Informative features/biomarkers selected in this study have also been validated to be associated with GBM and have been reported in the literatures. In the combined data analysis, the 121 features/probes selected (shown in Additional file 2), the 3 miRNA expression probes and 118 mRNA expression probes are listed. Two of the selected miRNAs probes that represent the same miRNA, “hsa-miR-9” (sequence “TCATACAGCTAGATAACCAA”), have been validated to have stemness potential and chemoresistance to GBM cells [27–29], and known to be specifically expressed during brain neurogenesis. In the listed mRNA expression probes, the four probes of “CD44” and the three probes of “ASCL1” are selected. Both of the genes have been validated as biomarkers in subtyping GBM in multiple genomic studies [9, 30–32]. It demonstrates the significance of “CD44” and “ASCL1” in discriminating different subtypes of GBM. The three probes from “THBS1” are also selected in the 121 probes list. “THBS1” is a subunit of a disulfide-linked homotrimeric protein. This protein has been shown to play roles in platelet aggregation, angiogenesis, and tumorigenesis [33]. “THBS1” is also a major activator of “TGFB1” and the “TGFB1” expression is associated with GBM [34]. Moreover, it has been found that “TbRII”, a receptor of “TGFB1”, has a strong relationship with human malignant glioblastoma cells [35]. There are biomarkers listed in Additional file 2 that have not been reported yet. However, they may be potential biomarkers for GBM, deserving further study.
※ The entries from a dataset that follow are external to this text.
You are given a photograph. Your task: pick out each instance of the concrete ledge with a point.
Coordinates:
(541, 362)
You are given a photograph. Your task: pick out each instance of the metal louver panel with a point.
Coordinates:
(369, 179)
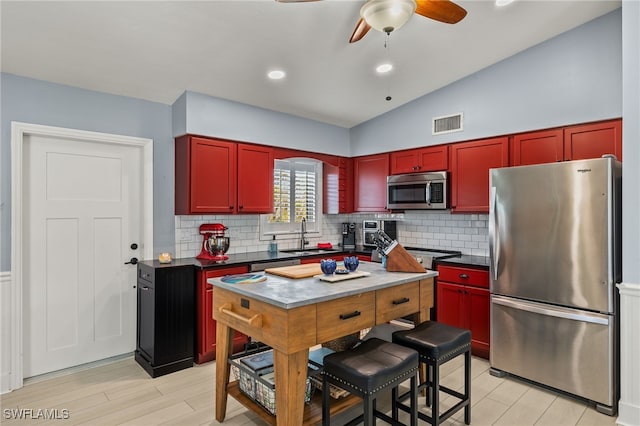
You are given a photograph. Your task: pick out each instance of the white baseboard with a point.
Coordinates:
(5, 332)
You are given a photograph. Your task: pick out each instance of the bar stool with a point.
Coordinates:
(437, 344)
(365, 371)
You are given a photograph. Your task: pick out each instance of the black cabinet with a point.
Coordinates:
(166, 312)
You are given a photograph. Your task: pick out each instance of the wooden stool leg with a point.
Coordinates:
(414, 401)
(435, 396)
(467, 386)
(325, 402)
(368, 420)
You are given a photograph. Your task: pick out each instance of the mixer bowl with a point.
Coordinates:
(217, 246)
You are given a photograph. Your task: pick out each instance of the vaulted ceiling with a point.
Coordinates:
(155, 50)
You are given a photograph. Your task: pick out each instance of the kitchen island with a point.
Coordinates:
(292, 315)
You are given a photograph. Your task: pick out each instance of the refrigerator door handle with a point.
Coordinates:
(551, 311)
(494, 250)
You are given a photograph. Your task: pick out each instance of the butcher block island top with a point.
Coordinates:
(292, 315)
(290, 293)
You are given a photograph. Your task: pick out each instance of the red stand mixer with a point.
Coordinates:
(214, 244)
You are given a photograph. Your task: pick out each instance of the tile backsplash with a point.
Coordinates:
(467, 233)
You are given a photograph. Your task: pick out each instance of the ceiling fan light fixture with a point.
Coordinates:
(387, 15)
(276, 74)
(384, 68)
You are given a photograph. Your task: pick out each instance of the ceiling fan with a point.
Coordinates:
(389, 15)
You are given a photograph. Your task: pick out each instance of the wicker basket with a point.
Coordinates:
(259, 385)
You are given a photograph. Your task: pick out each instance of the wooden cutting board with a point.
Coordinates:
(296, 271)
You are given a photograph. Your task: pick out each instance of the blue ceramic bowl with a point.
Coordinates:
(328, 266)
(351, 263)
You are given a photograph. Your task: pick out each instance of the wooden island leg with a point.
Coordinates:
(291, 380)
(224, 346)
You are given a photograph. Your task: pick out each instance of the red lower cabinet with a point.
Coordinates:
(463, 301)
(205, 324)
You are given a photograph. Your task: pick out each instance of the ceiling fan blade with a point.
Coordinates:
(362, 28)
(440, 10)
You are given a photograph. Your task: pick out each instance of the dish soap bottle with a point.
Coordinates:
(273, 245)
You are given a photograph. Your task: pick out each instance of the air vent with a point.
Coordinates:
(447, 124)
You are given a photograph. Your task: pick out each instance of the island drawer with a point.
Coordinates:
(344, 316)
(396, 302)
(286, 330)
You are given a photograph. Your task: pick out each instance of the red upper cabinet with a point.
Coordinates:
(370, 183)
(470, 164)
(217, 176)
(544, 146)
(593, 140)
(206, 175)
(255, 179)
(338, 185)
(430, 159)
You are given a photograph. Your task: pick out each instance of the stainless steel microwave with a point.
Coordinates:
(417, 191)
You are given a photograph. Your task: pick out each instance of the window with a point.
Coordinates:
(296, 195)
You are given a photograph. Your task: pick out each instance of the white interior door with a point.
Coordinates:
(82, 215)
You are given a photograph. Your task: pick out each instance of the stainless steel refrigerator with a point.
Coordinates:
(555, 249)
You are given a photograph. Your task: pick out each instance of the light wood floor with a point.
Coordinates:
(121, 393)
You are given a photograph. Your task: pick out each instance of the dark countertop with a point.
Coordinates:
(238, 259)
(466, 260)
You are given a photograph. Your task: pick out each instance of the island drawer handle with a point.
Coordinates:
(350, 315)
(254, 321)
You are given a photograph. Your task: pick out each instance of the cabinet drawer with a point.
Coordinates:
(341, 317)
(146, 275)
(396, 302)
(462, 275)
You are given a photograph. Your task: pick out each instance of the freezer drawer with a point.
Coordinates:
(566, 349)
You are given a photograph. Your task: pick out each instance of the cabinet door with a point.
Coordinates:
(450, 304)
(431, 159)
(212, 176)
(537, 147)
(403, 162)
(255, 179)
(370, 183)
(593, 140)
(470, 164)
(478, 305)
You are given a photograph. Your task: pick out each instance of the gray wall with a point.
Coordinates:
(38, 102)
(205, 115)
(575, 77)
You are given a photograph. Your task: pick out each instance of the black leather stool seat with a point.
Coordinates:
(438, 343)
(435, 340)
(367, 369)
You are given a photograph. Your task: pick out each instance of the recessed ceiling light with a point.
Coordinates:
(384, 68)
(276, 74)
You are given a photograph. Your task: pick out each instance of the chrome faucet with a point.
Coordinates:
(303, 231)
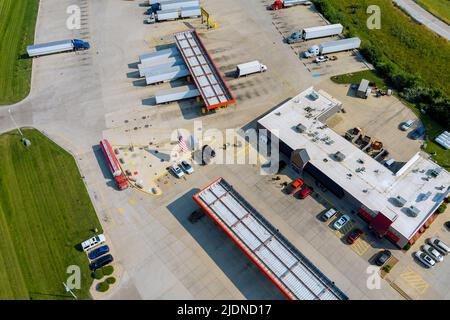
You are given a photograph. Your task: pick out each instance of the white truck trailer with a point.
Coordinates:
(315, 32)
(56, 47)
(149, 58)
(191, 12)
(175, 94)
(174, 14)
(165, 75)
(244, 69)
(178, 4)
(322, 31)
(333, 46)
(149, 70)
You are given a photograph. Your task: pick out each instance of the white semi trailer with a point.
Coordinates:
(56, 47)
(149, 70)
(178, 4)
(149, 58)
(333, 46)
(174, 14)
(165, 75)
(315, 32)
(175, 94)
(249, 68)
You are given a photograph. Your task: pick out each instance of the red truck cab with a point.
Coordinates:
(294, 186)
(113, 165)
(277, 5)
(305, 192)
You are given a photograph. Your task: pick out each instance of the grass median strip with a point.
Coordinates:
(45, 211)
(17, 25)
(438, 8)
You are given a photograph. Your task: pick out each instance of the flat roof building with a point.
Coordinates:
(397, 205)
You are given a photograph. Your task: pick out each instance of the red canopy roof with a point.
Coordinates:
(380, 224)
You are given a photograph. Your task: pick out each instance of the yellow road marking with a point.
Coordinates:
(414, 280)
(361, 246)
(345, 229)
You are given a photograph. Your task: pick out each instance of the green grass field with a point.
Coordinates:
(45, 211)
(439, 8)
(17, 24)
(413, 47)
(433, 129)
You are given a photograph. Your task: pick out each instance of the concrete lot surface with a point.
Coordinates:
(79, 98)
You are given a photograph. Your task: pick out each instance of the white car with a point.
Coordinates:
(342, 221)
(92, 242)
(177, 171)
(432, 252)
(425, 259)
(439, 245)
(186, 167)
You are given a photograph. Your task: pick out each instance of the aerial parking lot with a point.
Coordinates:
(165, 244)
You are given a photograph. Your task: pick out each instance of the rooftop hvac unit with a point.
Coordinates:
(339, 156)
(314, 96)
(300, 128)
(400, 201)
(436, 171)
(413, 211)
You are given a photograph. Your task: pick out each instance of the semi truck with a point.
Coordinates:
(144, 70)
(177, 93)
(244, 69)
(178, 4)
(42, 49)
(173, 14)
(315, 32)
(166, 75)
(147, 59)
(281, 4)
(113, 165)
(333, 46)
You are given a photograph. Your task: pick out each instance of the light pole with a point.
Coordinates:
(25, 141)
(70, 290)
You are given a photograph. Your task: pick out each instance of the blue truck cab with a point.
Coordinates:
(416, 134)
(80, 44)
(154, 7)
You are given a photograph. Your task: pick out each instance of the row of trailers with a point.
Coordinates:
(189, 59)
(164, 10)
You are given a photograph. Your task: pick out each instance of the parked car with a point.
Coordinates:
(439, 245)
(207, 154)
(432, 252)
(176, 171)
(305, 192)
(94, 254)
(101, 262)
(447, 224)
(383, 257)
(320, 59)
(417, 133)
(354, 235)
(186, 167)
(425, 259)
(92, 242)
(294, 186)
(406, 125)
(329, 214)
(342, 221)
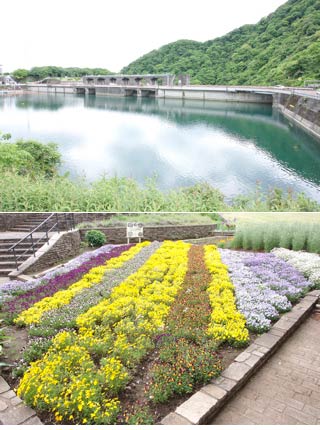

We also performed Gene Ontology (GO) analyses to determine that these genes were enriched in specific GO terms (biological processes). The GO term “antigen processing” and presentation “lymphocyte mediated immunity” (*p* = 1.78 × 10^{–6}), and several GO terms related to wounding healing [e.g. “response to wounding” (*p* = 1.26 × 10^{–8}); “wound healing” (*p* = 2.44 × 10^{–6})], and cell adhesion [e.g. “biological adhesion” (*p* = 6.53 × 10^{–7}); “cell adhesion” (*p* = 6.41 × 10^{–7})] showed highly significant enrichment for our selected genes. These results were expected. Taking “lymphocyte mediated immunity”-related GO categories as an example, lymphocyte-mediated cellular responses play a critical role in the body’s ability to generate an antitumor immune response, and activation status of lymphocytes is an important determinant of sensitivity to tumor-mediated apoptosis [36]. In addition, according to previous studies, the miRNAs we identified are related to glioblastoma. For example, it was found that “has-miR-9” inhibit differentiation of glioblastoma stem cells, and the calmodulin-binding transcription activator 1 (CAMTA1) as “has-miR-9” target is a tumor suppressor in glioblastoma [37].

To test the stability of the classification results, the samples in training and testing were randomly rearranged ten more times. The number of samples from each subtype in training and testing was maintained the same as in the description in the section “Data collection”. The overall classification rate has an average value of 87.1% with a standard deviation of 4.5%, indicating that the results are rather robust.

In summary, we have developed a CS-based technique for combining multiple genomic data to subtype glioblastoma more accurately. The biomarkers identified with our approaches have also been validated or reported in some existing literatures, indicating that the integrated approach can provide comprehensive information for better disease diagnosis.

## Declarations

### Acknowledgments

This study was supported by the NIH grant R21 LM010042, NSF Advances in Biological informatics (ABI) grant and The Program for Professor of Special Appointment (Eastern Scholar) at Shanghai Institutions of Higher Learning. The authors deeply appreciate the anonymous referees for their valuable suggestions.